Speakers at fintech360 also touched on using technologies to provide more people in emerging markets access to financial services. "The magnitude of both problem and opportunity in markets such as Vietnam and Indonesia are huge where many people have no access to financial services. These are big problems worth solving,” said Mikko Perez, founder and CEO of Ayannah, a provider of digital financial services for the emerging middle class.
The rise of smart factories
At the futurenow conference, panelists discussed the next wave of manufacturing technologies, also known as Industry 4.0. This involves incorporating tools such as Internet of Things and cloud computing to improve the performance of factories.
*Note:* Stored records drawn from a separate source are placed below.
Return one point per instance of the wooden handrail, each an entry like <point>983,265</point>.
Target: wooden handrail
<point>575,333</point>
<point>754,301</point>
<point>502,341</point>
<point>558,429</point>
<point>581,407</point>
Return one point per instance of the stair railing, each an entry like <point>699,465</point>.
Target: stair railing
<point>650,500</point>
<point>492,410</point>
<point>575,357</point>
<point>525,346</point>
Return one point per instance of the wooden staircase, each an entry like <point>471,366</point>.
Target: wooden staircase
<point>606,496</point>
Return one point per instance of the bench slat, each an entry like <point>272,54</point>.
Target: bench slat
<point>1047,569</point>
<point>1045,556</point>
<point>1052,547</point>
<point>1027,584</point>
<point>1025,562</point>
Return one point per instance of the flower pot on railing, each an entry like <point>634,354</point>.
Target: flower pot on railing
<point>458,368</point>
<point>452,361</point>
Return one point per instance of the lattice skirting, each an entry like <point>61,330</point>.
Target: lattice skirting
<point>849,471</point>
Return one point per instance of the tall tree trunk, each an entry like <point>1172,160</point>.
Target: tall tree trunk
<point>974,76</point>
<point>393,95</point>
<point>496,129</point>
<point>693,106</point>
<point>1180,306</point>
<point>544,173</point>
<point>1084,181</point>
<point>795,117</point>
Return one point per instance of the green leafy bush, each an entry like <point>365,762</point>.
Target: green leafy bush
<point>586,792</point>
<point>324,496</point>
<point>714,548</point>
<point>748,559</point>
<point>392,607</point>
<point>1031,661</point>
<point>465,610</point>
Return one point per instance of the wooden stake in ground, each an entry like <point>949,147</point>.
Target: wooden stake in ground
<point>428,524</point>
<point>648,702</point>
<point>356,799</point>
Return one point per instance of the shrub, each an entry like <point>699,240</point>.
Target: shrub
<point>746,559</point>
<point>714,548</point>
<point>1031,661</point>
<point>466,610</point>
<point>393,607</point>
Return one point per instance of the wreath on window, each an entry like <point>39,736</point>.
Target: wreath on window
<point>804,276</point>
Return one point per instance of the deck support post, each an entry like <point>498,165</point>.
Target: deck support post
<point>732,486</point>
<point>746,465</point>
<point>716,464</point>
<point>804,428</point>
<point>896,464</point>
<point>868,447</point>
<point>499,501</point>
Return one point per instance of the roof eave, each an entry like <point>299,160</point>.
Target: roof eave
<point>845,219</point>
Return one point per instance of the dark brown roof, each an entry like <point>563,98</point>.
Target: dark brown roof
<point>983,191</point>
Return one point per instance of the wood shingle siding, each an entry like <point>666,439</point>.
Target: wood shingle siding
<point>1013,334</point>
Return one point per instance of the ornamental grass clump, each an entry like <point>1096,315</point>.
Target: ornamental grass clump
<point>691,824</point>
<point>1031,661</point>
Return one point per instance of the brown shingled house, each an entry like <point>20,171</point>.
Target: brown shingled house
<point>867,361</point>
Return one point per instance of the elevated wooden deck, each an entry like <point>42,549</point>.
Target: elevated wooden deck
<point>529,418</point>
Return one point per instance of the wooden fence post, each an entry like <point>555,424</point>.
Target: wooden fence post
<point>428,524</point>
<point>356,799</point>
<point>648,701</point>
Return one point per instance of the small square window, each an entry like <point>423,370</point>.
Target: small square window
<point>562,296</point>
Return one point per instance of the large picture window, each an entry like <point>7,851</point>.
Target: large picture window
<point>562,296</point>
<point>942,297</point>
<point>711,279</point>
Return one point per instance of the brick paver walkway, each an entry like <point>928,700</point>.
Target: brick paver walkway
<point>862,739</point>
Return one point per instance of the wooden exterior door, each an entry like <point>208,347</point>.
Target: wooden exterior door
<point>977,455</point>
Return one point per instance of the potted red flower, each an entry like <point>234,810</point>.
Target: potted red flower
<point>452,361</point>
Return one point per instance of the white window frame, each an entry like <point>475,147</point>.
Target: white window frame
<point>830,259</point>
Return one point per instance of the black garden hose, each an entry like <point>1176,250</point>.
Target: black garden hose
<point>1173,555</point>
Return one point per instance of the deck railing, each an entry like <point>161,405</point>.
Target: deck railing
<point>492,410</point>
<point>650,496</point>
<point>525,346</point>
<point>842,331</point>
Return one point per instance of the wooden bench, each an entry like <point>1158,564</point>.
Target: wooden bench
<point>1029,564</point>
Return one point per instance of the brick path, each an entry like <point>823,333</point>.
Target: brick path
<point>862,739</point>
“Industry 4.0 is a digital transformation in the way manufacturers manage existing and new data, new ways of interacting with data, and how they generate insights and apply data to the physical world,” said Christian Dumont, vice president for Strategic Projects, Global Operations and Components at Flex, a firm that provides supply chain insights and logistics services.
He added that companies are participating in a competitive environment and they need access to timely and meaningful data for greater flexibility, efficiency and agility.
Dr David Low, CEO, Advanced Remanufacturing and Technology Centre (ARTC) at A*STAR, also highlighted the importance of collaboration in adopting new manufacturing technologies. “The pace of disruption is too fast, no one company can do it alone,” he said.